Gyles Brandreth drew on the wisdom of Winnie-the-Pooh and Nelson Mandela as he was installed as the University of Chester’s new chancellor.

The former MP for Chester has succeeded the late sixth Duke of Westminster in the ceremonial role, having been a passionate champion of the successful campaign for the institution to be granted university status.

Dr Brandreth – who was awarded his Honorary Doctorate by the University in 2014 – was officially installed as chancellor during a graduation ceremony at Chester Cathedral on Friday (March 17).

After declaring that enthusiasm and a good handshake were ‘really the only two requirements of a university chancellor’, Dr Brandreth went on to shake hands about 500 times in congratulating the graduands as they received their well-deserved awards

During his speech, he told of his honour and excitement at his appointment and referenced Nelson Mandela’s famous quote ‘education is the most powerful weapon which you can use to change the world’.

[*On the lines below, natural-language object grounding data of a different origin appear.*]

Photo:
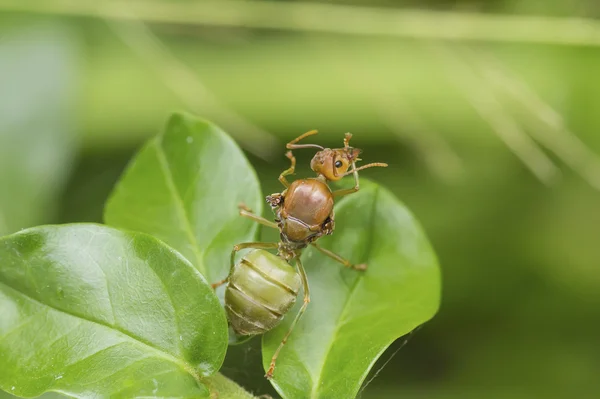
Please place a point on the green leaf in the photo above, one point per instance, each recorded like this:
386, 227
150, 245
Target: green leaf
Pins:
36, 144
354, 316
184, 187
92, 311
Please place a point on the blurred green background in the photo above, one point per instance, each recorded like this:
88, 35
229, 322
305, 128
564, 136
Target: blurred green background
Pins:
488, 113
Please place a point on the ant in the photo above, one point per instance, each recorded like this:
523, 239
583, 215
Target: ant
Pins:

He acknowledged the vital role at the university of everyone from the vice-chancellor to the cleaners and maintenance staff.

Gyles Brandreth, after being awarded an Honorary Doctorate from the University of Chester three years ago, with vice-chancellor Professor Tim Wheeler

The TV and radio personality also quoted advice given by Christopher Robin to Winnie-the-Pooh and recalled his correspondence as a 20-year-old with great wartime general Field Marshal Montgomery, who told him moral courage, ceaseless hard work and complete integrity were qualities essential for success.

“In seven words, the secrets of success – and I think they chime with the values of the founding fathers of this University,” said Dr Brandreth.

Now perhaps best known for his broadcasting career with the BBC – with regular appearances on The One Show and Just a Minute – he is also an author of fictional, biographical and autobiographical works, an accomplished classical actor and a journalist.

In public life, he was a whip and Lord Commissioner of the Treasury in John Major’s government.

The many causes he endorses range from Third World, medical and homeless charities, to those benefiting pets and wildlife, and he is patron of a number of cultural activities and organisations.